La positividad de la muestra también puede determinarse por el grado o la intensidad de la tinción (por ejemplo, la tinción intensa puede ser positiva y la tinción ligera puede ser negativa). En algunos modos de realización, los procedimientos de puntuación pueden presentar la puntuación de las muestras en una escala de intensidad, por ejemplo, de 0 a 3, para la expresión de PD-L1 (véase, por ejemplo, la solicitud de patente provisional de EE. UU. n.° 61/875.334 (procedimiento de puntuación para la expresión de la proteína mesotelina). En algunos modos de realización, las muestras se puntúan en base a la intensidad y los porcentajes de tinción de las células. Por ejemplo, como se describe en la solicitud de patente provisional de EE. UU. n.° 61/875334, las puntuaciones H se calculan como: 1 * (porcentaje de tinción de células tumorales a una intensidad de 1+) 2 * (porcentaje de tinción de células tumorales a una intensidad de 2+) 3 * (porcentaje de tinción de células a una intensidad de 3+) = puntuación H (valor entre 0 y 300). Se han descrito otros procedimientos de puntuación y son bien conocidos por los expertos normales en la técnica.
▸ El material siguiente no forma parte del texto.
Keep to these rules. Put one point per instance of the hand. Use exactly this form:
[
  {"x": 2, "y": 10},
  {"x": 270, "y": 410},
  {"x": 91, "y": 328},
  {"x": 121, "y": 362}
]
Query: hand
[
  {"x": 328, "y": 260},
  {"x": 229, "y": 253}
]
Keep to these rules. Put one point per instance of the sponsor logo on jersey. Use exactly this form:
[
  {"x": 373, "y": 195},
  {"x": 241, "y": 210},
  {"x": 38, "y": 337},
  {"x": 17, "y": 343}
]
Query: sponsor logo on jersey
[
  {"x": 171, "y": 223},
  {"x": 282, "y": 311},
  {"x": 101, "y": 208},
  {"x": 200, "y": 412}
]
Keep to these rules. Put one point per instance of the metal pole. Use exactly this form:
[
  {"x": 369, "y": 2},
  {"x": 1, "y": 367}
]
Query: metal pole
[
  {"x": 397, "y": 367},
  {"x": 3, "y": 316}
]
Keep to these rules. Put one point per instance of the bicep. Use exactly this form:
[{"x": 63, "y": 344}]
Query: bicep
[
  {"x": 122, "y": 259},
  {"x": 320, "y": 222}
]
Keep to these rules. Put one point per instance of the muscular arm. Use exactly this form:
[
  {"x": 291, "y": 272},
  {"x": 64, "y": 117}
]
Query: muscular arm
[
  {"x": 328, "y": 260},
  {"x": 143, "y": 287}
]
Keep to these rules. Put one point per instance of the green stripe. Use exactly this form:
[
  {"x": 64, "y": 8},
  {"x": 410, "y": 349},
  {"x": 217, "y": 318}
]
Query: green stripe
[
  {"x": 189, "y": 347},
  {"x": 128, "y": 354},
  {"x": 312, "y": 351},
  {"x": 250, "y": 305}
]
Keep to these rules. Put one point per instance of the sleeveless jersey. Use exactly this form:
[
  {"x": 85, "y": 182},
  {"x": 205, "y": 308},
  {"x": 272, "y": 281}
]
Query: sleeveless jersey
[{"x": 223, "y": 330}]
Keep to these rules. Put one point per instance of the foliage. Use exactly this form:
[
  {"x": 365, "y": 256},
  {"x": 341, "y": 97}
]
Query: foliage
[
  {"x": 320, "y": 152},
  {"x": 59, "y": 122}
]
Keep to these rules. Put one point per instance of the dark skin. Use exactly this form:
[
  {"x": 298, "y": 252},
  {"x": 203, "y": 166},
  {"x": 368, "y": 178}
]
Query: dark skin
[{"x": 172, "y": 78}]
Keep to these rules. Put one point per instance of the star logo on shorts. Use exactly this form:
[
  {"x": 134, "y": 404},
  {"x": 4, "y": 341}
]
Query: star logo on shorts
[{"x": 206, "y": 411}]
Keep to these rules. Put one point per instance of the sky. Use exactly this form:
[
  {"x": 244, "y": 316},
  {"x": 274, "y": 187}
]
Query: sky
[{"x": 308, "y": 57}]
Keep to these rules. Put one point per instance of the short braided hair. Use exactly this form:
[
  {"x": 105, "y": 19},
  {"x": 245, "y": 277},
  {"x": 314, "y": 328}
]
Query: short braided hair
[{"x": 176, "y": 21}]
EJEMPLO 1: PROTOCOLO PARA ENSAYO MÚLTIPLE
En el ejemplo 1 se describe un ejemplo no limitante de un ensayo IHQ múltiple de la presente invención. Se prepara un portaobjetos con muestra de CPNM de acuerdo con los protocolos convencionales.
1. Aplicar 1 gota de anticuerpo PD-L1 SP142 (Ventana Medical System, Tucson, Arizona) al portaobjetos e incubar durante 16 minutos. Enjuagar el portaobjetos con amortiguador de reacción.
2. Aplicar 1 gota de OptiView HQ Universal Linker (número de catálogo 760-700, Ventana Medical Systems, Tucson, Arizona) e incubar durante 8 minutos. Enjuagar el portaobjetos con amortiguador de reacción.
3. Aplicar 1 gota de OptiView PRP Multimer (número de catálogo 760-700, Ventana Medical System, Tucson, Arizona) e incubar durante 8 minutos. Enjuagar el portaobjetos con amortiguador de reacción.
4. Aplicar 1 gota de cada uno de OptiView Amplifier H2O2 y OptiView Amplifier (número de catálogo 760-700, Ventana Medical System, Tucson, Arizona) e incubar durante 8 minutos. Enjuagar el portaobjetos con amortiguador de reacción.
5. Aplicar 1 gota de OptiView Amplifier Multimer (número de catálogo 760-700, Ventana Medical System, Tucson, Arizona) e incubar durante 8 minutos. Enjuagar el portaobjetos con amortiguador de reacción.
6. Aplicar 1 gota de OptiView H2O2 y 1 gota de OptiView DAB (número de catálogo 760-700, Ventana Medical Systems, Tucson, Arizona) e incubar durante 8 minutos. Enjuagar el portaobjetos con amortiguador de reacción. 7. Aplicar 1 gota de OptiView Copper (número de catálogo 760-700, Ventana Medical Systems, Tucson, Arizona) e incubar durante 4 minutos. Enjuagar el portaobjetos con amortiguador de reacción.
8. Aplicar 1 gota de anticuerpo primario panqueratínico (AE1/AE3/PCK26; número de catálogo 760-2595, Ventana Medical Systems, Tucson, Arizona). Incubar durante 8 minutos. Enjuagar el portaobjetos con amortiguador de reacción.
9. Aplicar 1 gota de anticuerpo antimurino haptenizado e incubar durante 8 minutos. Enjuagar el portaobjetos con amortiguador de reacción.
10. Aplicar 1 gota de anticuerpo antihapténico conjugado con FA e incubar durante 8 minutos. Enjuagar el portaobjetos con amortiguador de reacción.
11. Aplicar cromógeno Fast Red e incubar durante 8 minutos. Enjuagar con amortiguador de reacción.
12. Aplicar 1 gota de anticuerpo primario monoclonal de conejo anti-CD4 (SP35; número de catálogo 790-4423, Ventana Medical Systems, Tucson, Arizona) e incubar durante 16 minutos. Enjuagar el portaobjetos con amortiguador de reacción.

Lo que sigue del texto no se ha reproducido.